Resentment – The First Horseman of the Apocalypse
John M. Gottman in his book, Seven Principles for Making Marriage Work, calls resentment one of the four horsemen of the apocalypse. Resentment, especially harbored resentment, is one of the key destroyers of relationship. Resentment is a natural response to our needs not being met or feeling as if we are not free to express how we are really feeling in our relationship. When resentment surfaces, it is our job to acknowledge its presence and inquire within about what need is not being met or what truth is not being spoken. If it is about our significant other (and it usually is), then our job is to speak up. Unfortunately, many of us were taught to ignore the voice of our truth, or to suppress our needs, so instead of opening our mouths, we clam up and resentment begins to take root within us, it festers, it grows, we feed it with ruminating thoughts and eventually it turns into outright hatred. Not a recipe for success in the goal of healthy intimacy!

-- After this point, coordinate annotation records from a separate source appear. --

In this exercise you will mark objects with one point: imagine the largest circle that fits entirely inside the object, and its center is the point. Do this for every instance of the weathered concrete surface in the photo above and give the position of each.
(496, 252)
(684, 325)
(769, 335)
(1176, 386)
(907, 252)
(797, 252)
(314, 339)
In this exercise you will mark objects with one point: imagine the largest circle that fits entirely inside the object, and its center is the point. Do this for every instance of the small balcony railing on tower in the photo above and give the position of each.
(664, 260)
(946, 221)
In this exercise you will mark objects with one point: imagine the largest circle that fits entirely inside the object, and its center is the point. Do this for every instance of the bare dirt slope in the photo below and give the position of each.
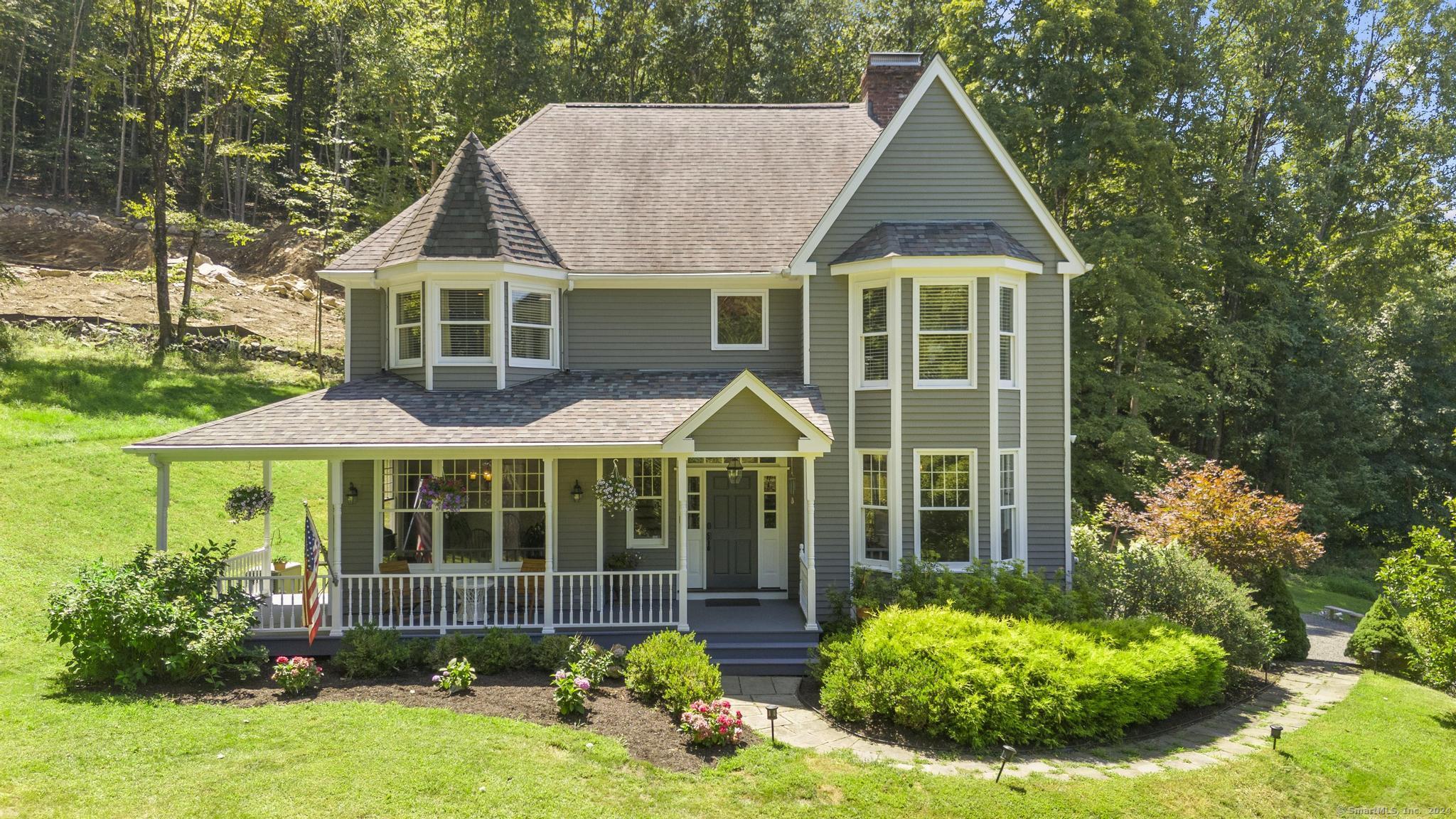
(77, 264)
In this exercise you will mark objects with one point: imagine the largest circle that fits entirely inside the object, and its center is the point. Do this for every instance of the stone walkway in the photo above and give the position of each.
(1297, 695)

Love Means Saying We are Sorry
If we have been hurt, disappointed, wounded, by our partner, it is our job to say so and it is their job to take responsibility for their actions and to say they are sorry. And, this goes both ways. If we have hurt our partner, it is our job to take responsibility for our actions, apologize and make amends. Please note, it is also our job to find out why we were hurt. Is it because our partner’s behaviors triggered unhealed wounds from our childhood? Did we misunderstand their words or actions? Did we project our own unrealized self into the situation? Missteps in relationships are usually owned by both parties equally….it is our job to own what is ours, make amends and it is their part to do the same. And that is a whole other topic for discussion. 🙂
A Quick Note on Abuse
Please note: if you are in an abusive relationship and have been “trained” that it is unsafe to name and claim your needs or express your truth, the rules here are a little different. If you believe your emotional, mental or physical health will be in jeopardy for speaking your truth, then PLEASE GET HELP. Seek outside support through the local domestic abuse shelter/services or find a counselor who has experience with abuse. You are not alone. You need not suffer in silence. There are resources to help you understand abuse and be freed from it.